Но к 10-м годам XX века, как бы в подтверждение пророчества Достоевского [13] , обозначился альтернативный поток в развитии национальной образной мысли — возникла так называемая «новокрестьянская» литература. Лидер этого направления (или, по слову Есенина, «апостол») Николай Клюев заговорил о «незримой для гордых взоров» тайной культуре народа, о «Руси-Китеже», обернувшейся «купальским светляком» и скрытой «во мраке», доколе не забрезжит над миром «лицо Исполина» и слово о Руси не устремится навстречу Единому Слову, ибо «Русь не вместить в человечьи слова» [14] . Все это производило на современников ошеломляющее впечатление: В. Брюсов писал о «внутреннем огне» этой подлинно религиозной поэзии, о «свете неожиданном и ослепительном», о «строках, которые изумляют» [15] , Н. Гумилев назвал Клюева «провозвестником новой силы, народной культуры» [16] , а первая книга «о народном поэте» так и называлась — «Обретенный Китеж» [17] .

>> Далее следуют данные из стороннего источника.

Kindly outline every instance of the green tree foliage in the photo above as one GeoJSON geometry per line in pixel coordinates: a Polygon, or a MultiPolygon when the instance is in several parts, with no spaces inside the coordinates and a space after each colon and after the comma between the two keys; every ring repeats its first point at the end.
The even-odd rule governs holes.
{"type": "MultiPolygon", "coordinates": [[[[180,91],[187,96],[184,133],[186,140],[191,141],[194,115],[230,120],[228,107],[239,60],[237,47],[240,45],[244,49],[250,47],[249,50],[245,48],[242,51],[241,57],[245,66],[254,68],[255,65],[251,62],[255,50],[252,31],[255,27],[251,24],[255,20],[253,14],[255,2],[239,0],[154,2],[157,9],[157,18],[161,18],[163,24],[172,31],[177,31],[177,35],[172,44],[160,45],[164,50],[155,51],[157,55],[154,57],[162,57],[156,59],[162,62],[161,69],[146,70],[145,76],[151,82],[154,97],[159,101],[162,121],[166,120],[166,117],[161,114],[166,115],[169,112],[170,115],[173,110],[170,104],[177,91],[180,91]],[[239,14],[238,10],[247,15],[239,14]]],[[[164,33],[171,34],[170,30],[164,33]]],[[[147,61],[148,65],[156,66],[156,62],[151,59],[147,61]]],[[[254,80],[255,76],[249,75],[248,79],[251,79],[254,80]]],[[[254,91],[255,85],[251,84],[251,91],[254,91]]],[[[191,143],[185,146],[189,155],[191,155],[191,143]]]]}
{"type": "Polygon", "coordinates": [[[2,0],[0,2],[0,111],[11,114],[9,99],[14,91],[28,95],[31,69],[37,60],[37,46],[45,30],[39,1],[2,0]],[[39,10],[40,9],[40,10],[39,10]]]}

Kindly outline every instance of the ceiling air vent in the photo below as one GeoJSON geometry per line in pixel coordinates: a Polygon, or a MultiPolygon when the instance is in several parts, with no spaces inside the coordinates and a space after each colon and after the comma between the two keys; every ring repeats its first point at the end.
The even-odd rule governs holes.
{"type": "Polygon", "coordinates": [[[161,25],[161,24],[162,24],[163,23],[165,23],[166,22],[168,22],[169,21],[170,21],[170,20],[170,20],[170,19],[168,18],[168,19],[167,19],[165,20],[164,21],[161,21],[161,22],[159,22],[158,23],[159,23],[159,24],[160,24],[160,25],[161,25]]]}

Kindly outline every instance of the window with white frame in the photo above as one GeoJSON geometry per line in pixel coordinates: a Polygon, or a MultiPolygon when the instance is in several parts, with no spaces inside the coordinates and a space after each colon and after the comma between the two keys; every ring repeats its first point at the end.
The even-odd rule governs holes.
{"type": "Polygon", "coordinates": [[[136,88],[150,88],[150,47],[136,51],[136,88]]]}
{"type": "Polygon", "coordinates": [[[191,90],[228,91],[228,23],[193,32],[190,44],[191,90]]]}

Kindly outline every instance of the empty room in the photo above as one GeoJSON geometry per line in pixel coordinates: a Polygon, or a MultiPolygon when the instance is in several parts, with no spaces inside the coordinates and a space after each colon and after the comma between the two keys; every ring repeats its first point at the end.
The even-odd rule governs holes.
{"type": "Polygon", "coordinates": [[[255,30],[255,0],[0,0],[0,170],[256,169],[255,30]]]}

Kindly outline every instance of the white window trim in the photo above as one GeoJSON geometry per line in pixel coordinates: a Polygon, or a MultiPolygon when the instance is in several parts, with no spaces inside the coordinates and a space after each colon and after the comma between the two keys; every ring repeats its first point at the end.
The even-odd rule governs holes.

Связь с умонастроениями эпохи бесспорна, и с этим связан соблазн истолкования творчества Клюева как тотальной стилизации, сознательного отражения идейных, нравственных и художнических исканий эпохи русского символизма [18] . Чтобы разобраться в этом вопросе, следует проделать сложную работу всестороннего исследования клюевского текста (как в аспекте его «целостности», так и в историко-литературном и культурологическом компаративных аспектах [19] ). В частности, важно исследовать природу «диалогичности» этого текста, расслышать явственные и приглушенные голоса, выявить индивидуально-авторскую интенцию и очертить «семиосферу» (Ю.М. Лотман) «большого диалога культур» (В.С. Библер).

«Коренные образы личности — образы культуры различных эпох», и в душе человека они «вступают между собой в напряженное внеисторическое нравственно-поэтическое общение» [20] . Культурное сознание серебряного века вмещает множество таких «коренных образов», причем и живые современники нередко обретают подобный статус. Так, среди «коренных образов» поэтической личности Марины Цветаевой были «поэт-праведник», единственный «безгрешный» среди художников, Блок [21] и «абсолютный поэт» Бальмонт, на котором «в каждом его жесте, шаге, слове — клеймо-печать-звезда-поэта» [22] .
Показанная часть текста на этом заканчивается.